The meetings in Jakarta are expected to be dominated by issues ranging from the Myanmar crisis to the conflict between Israel and Hamas in Gaza to Beijing’s growing assertiveness in the South China Sea.

Indonesia’s president Joko Widodo this week called on US President Joe Biden to do more to end “atrocities” in Gaza and help bring about a ceasefire.

His defence minister Prabowo Subianto opened talks on Wednesday echoing that call, saying he was “deeply saddened” by events in the Palestinian enclave, where Israel has launched a relentless assault to destroy Hamas in response to attacks on October 7, killing over 10,000 residents according to a UN estimate.

Subianto also said current ASEAN chair Jakarta is seeking a resolution to the Myanmar crisis, which has rolled on as the bloc’s diplomatic efforts have faltered.

“Indonesia encourages other ASEAN member states to support Myanmar to find a peaceful and durable solution to the current situation,” he told delegates.

The junta’s leaders have been banned from the bloc’s high-level meetings since failing to implement an agreed five-point peace plan following a 2021 coup.

The Jakarta talks come ahead of an eagerly awaited meeting between Biden and his Chinese counterpart Xi Jinping in San Francisco on Wednesday, the first encounter in a year between the leaders of the world’s two largest economies.

Trade tensions, sanctions, the question of Taiwan, and Beijing’s claims in the South China Sea have fuelled quarrels between the rival superpowers.

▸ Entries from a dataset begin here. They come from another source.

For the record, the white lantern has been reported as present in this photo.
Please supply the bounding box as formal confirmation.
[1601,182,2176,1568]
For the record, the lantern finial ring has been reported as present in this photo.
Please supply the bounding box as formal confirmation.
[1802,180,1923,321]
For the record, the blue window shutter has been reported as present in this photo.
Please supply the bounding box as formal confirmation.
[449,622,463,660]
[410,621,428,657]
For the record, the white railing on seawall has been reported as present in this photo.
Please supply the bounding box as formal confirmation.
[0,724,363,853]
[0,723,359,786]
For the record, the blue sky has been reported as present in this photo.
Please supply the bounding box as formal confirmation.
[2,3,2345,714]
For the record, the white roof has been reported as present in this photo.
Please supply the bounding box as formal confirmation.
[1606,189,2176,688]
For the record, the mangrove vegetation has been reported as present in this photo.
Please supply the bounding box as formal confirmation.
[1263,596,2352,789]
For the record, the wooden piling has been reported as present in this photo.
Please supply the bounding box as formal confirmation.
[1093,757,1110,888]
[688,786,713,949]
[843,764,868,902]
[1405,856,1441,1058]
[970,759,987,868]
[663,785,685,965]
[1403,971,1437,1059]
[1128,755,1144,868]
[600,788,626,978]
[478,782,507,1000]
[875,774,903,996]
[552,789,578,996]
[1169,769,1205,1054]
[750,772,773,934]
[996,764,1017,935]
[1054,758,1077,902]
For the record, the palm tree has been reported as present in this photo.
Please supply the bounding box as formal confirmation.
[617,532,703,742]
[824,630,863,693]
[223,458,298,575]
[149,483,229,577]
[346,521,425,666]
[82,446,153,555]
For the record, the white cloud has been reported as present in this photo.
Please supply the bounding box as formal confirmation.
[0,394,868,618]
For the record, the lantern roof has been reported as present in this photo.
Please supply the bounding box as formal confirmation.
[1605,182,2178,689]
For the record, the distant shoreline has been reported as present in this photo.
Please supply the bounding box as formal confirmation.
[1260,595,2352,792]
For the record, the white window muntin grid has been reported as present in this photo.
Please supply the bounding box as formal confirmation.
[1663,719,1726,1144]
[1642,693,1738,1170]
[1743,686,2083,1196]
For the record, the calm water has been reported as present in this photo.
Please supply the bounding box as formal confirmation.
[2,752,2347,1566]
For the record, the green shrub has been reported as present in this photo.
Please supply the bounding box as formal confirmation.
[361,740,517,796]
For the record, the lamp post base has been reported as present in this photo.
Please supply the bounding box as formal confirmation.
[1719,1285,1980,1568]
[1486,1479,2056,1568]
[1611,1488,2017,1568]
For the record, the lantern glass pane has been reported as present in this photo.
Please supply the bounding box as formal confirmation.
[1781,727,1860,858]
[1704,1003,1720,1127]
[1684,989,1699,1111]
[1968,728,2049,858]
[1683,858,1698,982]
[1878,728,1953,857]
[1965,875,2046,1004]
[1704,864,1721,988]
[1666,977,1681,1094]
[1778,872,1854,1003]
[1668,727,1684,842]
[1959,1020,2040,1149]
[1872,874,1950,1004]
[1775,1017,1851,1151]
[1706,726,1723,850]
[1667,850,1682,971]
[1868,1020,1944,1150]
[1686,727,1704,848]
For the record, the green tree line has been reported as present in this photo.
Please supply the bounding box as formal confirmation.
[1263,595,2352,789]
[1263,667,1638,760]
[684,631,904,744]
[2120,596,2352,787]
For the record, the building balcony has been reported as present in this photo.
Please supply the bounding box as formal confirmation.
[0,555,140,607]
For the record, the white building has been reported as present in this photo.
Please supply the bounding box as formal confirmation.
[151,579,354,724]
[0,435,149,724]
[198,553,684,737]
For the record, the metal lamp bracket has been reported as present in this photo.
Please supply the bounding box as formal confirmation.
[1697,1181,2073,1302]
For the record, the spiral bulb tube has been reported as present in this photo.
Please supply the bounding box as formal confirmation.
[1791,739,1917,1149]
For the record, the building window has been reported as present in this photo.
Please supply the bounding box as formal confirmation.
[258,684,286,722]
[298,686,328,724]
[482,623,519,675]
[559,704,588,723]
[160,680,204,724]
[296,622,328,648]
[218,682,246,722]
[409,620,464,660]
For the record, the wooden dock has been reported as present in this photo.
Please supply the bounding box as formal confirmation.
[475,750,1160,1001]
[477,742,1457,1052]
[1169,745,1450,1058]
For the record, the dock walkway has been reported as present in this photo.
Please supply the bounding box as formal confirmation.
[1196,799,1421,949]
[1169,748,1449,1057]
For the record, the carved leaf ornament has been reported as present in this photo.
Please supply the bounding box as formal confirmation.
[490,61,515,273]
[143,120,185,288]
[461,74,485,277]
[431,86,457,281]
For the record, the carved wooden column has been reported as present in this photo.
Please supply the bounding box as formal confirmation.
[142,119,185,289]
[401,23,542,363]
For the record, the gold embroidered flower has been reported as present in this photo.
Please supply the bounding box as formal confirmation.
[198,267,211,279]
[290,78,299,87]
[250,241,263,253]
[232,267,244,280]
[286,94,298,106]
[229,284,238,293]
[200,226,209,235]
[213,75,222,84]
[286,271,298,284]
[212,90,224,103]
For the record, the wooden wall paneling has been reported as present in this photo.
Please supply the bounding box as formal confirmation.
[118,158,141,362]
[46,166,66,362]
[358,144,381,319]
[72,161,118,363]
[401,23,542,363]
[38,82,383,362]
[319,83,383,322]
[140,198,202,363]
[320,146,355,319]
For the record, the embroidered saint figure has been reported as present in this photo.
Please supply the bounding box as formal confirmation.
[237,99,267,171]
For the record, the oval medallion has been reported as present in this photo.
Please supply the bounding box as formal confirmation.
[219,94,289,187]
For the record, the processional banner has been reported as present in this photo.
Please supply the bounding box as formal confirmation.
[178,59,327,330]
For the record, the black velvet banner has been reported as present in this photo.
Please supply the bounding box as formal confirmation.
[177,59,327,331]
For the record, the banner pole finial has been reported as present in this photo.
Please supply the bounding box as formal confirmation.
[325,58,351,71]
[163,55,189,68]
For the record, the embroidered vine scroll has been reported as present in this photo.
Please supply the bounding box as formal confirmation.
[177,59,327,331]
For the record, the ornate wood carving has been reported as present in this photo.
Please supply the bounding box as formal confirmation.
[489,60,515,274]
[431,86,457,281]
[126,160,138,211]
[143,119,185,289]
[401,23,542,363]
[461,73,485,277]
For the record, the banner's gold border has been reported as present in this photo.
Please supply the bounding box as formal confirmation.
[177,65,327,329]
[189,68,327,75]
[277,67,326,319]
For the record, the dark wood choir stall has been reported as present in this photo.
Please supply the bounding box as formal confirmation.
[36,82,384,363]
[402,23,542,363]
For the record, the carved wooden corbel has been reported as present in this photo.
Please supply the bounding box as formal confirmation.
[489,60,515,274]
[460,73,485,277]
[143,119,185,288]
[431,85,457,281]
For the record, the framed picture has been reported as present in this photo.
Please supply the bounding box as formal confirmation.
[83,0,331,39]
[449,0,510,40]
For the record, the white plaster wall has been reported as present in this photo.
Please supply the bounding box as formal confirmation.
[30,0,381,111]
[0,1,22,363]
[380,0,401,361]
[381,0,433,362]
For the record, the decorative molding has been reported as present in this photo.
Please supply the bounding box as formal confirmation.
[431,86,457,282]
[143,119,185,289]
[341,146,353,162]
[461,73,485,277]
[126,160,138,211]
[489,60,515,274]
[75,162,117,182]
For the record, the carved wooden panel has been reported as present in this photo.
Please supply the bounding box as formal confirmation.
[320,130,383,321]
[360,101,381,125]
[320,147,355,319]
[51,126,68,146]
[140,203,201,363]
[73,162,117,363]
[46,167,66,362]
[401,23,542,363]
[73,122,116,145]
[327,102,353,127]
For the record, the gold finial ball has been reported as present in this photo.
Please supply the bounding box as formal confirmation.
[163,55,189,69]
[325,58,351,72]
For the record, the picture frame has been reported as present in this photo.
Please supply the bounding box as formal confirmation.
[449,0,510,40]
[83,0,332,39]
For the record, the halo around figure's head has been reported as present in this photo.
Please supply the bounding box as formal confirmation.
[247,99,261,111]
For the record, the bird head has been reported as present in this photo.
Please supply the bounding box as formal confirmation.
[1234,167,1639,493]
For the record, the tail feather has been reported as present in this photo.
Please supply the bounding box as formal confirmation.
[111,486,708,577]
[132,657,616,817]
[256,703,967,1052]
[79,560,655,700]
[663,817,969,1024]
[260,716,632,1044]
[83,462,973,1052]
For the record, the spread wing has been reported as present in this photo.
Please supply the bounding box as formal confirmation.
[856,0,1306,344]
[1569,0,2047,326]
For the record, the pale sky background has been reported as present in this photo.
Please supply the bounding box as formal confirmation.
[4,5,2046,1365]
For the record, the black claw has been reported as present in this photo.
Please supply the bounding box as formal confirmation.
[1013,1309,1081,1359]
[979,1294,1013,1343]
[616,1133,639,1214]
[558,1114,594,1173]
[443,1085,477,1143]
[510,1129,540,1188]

The Pentagon has not confirmed if Austin will meet with Beijing’s representative at the Jakarta talks.

China’s moves in the disputed waterway have angered several ASEAN members, including the Philippines, Malaysia and Vietnam.

In September, the Southeast Asian bloc held its first-ever joint exercises in Indonesia as it battles perceptions of regional irrelevance.